No, no. Capiamoci. Niente linee preoccupanti sul test di gravidanza o cose così. Visnù (*) ce ne scampi e liberi.

Mi riferisco alla mia adorata zucca di 20 kg circa, coccolata tutta un’estate e infine colta venerdì scorso, per la gioia di grandi e piccini… alta praticamente la metà di me, la zuccona ha contribuito alla felicità pappereccia di tante persone, e ieri ne ho dato gli ultimi pezzetti al Kama, fortunello lui.

Ne ho anche congelata un bel po’, ma ahimé ho seguito le istruzioni di un sito che diceva di sbollentarla prima, e il risultato non è stato soddisfacente. Forse ho sbagliato qualcosa io, o forse più semplicemente congelare la roba bollita (quindi più acquosa) è più difficile che farlo con quella fresca. Per le prossime due zucche (perché la suprema ha due sorelline) lo saprò.

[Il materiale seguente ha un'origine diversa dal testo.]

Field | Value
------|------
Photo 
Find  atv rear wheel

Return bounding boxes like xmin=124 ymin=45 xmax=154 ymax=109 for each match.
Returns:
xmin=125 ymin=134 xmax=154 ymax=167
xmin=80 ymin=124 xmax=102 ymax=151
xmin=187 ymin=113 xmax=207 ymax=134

Ma perché tutte queste feste per una zucca? Primo, perché adoro la crema di zucca gialla (e sono anche bravina a farla), secondo perché mi vengono molto bene le torte salate con la zucca, il rigatino e il parmigiano, terzo perché spero di mangiare gli gnocchi di zucca fatti dall’Aba, quarto perché vorrei tanto tentare di fare i tortelli.
Ma che motivazioni sono queste?, diranno forse i miei preoccupati lettori qualora nutrissero ancora delle aspettative riguardo alle mie capacità mentali.
Lo sapete voi?, risponderei io in preda a un’irrefrenabile ilarità.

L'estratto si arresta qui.